‘I’m not sitting here and whining. I am a victim, and this victim’s going to speak. And I’m honoured to speak.’
Mina was taken from her mother and put into a children’s home in Sydney in the mid-1980s. She was nine years old.
‘It was the saddest day of my life. I never even got a chance to say goodbye. The saddest thing is I blamed my mum and it’s not her fault. My mum was brought up exactly the same, Stolen Generation, so badly abused in the 60s. I’ve read my mum’s files. I thought I had a shitty life. Nothing prepared me for what my mum went through.’
Until the age of 15, Mina was in and out of children’s homes, foster care and juvenile detention. In almost all of them, she suffered emotional, physical and sexual abuse.
Mina remembered being wrongfully accused of stealing money and bashed by staff, of getting her period and having her nose rubbed in bloodied sheets. She remembered being sexually abused by older boys in the homes, and by youth workers and case officers everywhere she went in the system. She remembered becoming pregnant and having a miscarriage as a result of abuse when she was still in her teens.
Even when she was living at home Mina was badly mistreated by her mother and sexually abused by her mother’s boyfriends.

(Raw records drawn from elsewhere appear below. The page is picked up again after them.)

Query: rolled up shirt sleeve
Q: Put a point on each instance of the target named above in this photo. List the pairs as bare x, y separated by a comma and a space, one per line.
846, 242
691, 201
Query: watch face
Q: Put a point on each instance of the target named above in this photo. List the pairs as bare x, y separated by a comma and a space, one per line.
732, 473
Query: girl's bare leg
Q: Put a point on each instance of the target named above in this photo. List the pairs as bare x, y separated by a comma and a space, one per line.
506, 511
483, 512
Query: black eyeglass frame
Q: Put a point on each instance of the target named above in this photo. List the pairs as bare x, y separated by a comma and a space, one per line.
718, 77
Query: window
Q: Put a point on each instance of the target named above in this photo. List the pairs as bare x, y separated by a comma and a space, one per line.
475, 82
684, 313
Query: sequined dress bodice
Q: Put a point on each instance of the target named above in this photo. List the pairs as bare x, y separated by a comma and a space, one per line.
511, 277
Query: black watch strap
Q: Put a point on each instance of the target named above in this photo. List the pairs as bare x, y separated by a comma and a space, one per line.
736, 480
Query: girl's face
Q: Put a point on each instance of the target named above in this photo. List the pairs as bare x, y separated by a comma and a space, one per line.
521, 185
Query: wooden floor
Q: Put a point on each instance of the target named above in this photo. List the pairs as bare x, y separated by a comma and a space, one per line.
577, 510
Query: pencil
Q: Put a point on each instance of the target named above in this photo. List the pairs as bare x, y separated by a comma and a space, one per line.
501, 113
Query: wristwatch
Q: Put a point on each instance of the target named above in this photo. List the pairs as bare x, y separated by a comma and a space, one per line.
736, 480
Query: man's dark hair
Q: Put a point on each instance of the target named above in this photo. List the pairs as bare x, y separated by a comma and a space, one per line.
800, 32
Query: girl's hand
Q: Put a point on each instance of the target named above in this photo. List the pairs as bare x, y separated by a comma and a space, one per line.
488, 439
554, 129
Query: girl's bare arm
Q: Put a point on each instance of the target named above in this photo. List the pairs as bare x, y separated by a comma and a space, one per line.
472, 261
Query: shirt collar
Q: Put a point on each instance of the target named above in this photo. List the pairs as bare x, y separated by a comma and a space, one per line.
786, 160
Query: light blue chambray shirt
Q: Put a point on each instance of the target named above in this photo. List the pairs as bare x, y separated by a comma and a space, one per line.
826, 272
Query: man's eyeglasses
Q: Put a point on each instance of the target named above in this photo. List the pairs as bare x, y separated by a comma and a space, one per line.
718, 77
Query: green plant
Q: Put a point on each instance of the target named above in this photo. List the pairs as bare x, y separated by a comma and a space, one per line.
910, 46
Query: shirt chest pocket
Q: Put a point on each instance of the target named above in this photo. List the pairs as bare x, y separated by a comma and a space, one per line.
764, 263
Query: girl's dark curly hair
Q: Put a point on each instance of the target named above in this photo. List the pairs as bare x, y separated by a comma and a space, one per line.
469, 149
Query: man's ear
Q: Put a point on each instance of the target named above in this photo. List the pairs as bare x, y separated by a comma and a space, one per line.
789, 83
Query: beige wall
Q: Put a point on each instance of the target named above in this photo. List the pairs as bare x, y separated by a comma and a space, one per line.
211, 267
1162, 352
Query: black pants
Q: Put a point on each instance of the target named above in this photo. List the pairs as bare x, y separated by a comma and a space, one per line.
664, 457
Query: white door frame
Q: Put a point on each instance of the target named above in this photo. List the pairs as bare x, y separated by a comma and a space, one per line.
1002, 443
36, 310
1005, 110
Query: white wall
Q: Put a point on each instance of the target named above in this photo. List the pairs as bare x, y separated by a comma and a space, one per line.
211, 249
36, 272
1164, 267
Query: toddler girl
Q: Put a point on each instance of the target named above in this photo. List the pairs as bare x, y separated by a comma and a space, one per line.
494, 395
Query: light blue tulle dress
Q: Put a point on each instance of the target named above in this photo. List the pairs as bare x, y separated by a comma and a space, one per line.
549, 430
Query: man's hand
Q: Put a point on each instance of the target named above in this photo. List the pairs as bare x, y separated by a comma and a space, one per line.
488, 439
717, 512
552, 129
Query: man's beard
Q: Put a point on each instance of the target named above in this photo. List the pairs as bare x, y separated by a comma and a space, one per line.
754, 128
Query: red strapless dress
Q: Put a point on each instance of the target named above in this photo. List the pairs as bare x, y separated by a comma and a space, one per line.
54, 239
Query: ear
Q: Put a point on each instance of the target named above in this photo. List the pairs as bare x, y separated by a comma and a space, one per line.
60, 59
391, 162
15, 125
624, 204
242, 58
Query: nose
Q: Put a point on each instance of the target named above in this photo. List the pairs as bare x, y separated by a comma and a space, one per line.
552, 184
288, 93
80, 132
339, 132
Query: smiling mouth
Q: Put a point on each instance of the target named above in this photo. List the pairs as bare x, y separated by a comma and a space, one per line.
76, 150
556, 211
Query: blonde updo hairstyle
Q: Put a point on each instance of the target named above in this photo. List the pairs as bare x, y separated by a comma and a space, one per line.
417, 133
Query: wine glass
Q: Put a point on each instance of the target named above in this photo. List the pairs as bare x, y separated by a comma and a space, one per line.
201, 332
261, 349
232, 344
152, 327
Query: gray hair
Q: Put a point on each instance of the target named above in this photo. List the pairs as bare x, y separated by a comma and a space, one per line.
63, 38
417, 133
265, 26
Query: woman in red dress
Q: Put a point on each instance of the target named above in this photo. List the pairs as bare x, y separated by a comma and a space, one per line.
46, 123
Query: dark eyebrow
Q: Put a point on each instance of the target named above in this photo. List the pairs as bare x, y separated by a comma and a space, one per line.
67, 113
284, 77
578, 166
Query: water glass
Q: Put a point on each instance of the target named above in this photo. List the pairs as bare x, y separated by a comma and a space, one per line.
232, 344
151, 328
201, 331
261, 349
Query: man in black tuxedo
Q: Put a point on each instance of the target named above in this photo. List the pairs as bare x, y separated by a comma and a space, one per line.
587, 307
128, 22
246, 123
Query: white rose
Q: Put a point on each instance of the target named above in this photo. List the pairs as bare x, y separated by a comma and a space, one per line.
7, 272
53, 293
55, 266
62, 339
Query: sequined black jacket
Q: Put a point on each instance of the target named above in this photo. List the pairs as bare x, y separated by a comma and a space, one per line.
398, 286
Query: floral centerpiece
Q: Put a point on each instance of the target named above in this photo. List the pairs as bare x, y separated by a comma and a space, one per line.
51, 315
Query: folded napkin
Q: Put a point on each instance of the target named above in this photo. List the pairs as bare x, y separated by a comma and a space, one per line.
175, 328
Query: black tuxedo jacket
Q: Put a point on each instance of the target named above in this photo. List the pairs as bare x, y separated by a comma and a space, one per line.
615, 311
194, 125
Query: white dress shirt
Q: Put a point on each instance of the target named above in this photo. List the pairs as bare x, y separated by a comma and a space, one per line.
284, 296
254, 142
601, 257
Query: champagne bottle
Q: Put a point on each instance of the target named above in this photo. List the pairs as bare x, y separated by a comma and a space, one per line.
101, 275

‘I love my mum to this day, no matter what. My mum is my mum. But I don’t know how a mother could sit there in front of DOCS and say, “My child’s an effing little bitch. I’d prefer to play with a doll than have her”. That’s written in her DOCS files.’
After one very bad instance of physical abuse at home, Mina went to live with a foster mother, a woman who truly wanted to look after her. ‘But it was really, really hard to trust someone. I did not know who to turn to,’ Mina said.
‘I stuffed up my whole life. I ran away. God knows where my life would be if I’d stayed.’ In the late 1980s, after again being put into care, Mina experienced ongoing sexual abuse by her foster father.
'That man, oh my God, he’s evil. That’s my worst nightmare of my childhood. I was left behind when my foster brothers went to football. At least four hours of sexual abuse every Saturday.’ Mina had to suffer this for a year.
‘I remember the bloodstains on my undies. I remember handing them to my foster mother and she threw them in the bin. I remember her spotting semen and she still did nothing but threw them in the bin. She never believed me that her husband touched me. How the hell does a 10-year-old, 11-year-old bleed?’
Eventually Mina escaped from the foster home. ‘I remember it was probably about 10 o’clock at night. I had run away because of what happened.’
‘I still had my bloody clothes on and I remember pulling over a taxi driver in the street, and he stopped and I still remember telling him, just take me to my mum.’
Mina reported the abuse to DOCS and was immediately removed from the foster home.
She discovered there were already multiple complaints about the man, yet he was still allowed to continue as a carer.
Until she finally got out of the system a couple of years later, Mina endured more sexual abuse from welfare workers, the very men who were supposed to be helping her.
‘It’s just traumatised my whole life, it’s led to me to drugs, it’s led me to lose my kids. I have no family. And I blame myself, that I didn’t provide adequate care for my kids.’ Mina believes her children hate her.
She’s tried several times to have counselling but found it didn’t help. ‘I self-medicate with cannabis to get over my depression but it doesn’t work. It makes me more stupid. It makes me think so much.’
The last time Mina spoke to her mother was just before Christmas 2015, when she was told that she was a child born of incest, that her real father was her mother’s brother. ‘I grabbed a pair of scissors, I grabbed a razor blade, I walked out my door, I sat in my car and just sliced myself. It was written all over my chest, “inbred, inbred, inbred”. And then I wrote “slut”.’
Somehow, Mina managed to survive. ‘God won’t take me for some reason’, she said. She is now getting professional help with her claim for compensation and hoped the Royal Commission would be able to help track down her abusers. ‘I would go to court and I would face it and I would be proud, because justice needs to be served.’
She believes there should be much harsher sentences for sex offenders, and that children in care should be separated for their own safety. ‘Girls should be with girls and boys should be with boys. And with case workers, a girl should be working with a girl and a boy should be working with a boy.’
Her greatest concern is that nothing’s changed. ‘The abuse in childhood institutions is still happening to this day. My children were taken, and it’s happened to my children.
How long’s it going to take to change the justice system? It’s a simple thing. Treat the children the way you want to be treated. Our life doesn’t continue without our children.’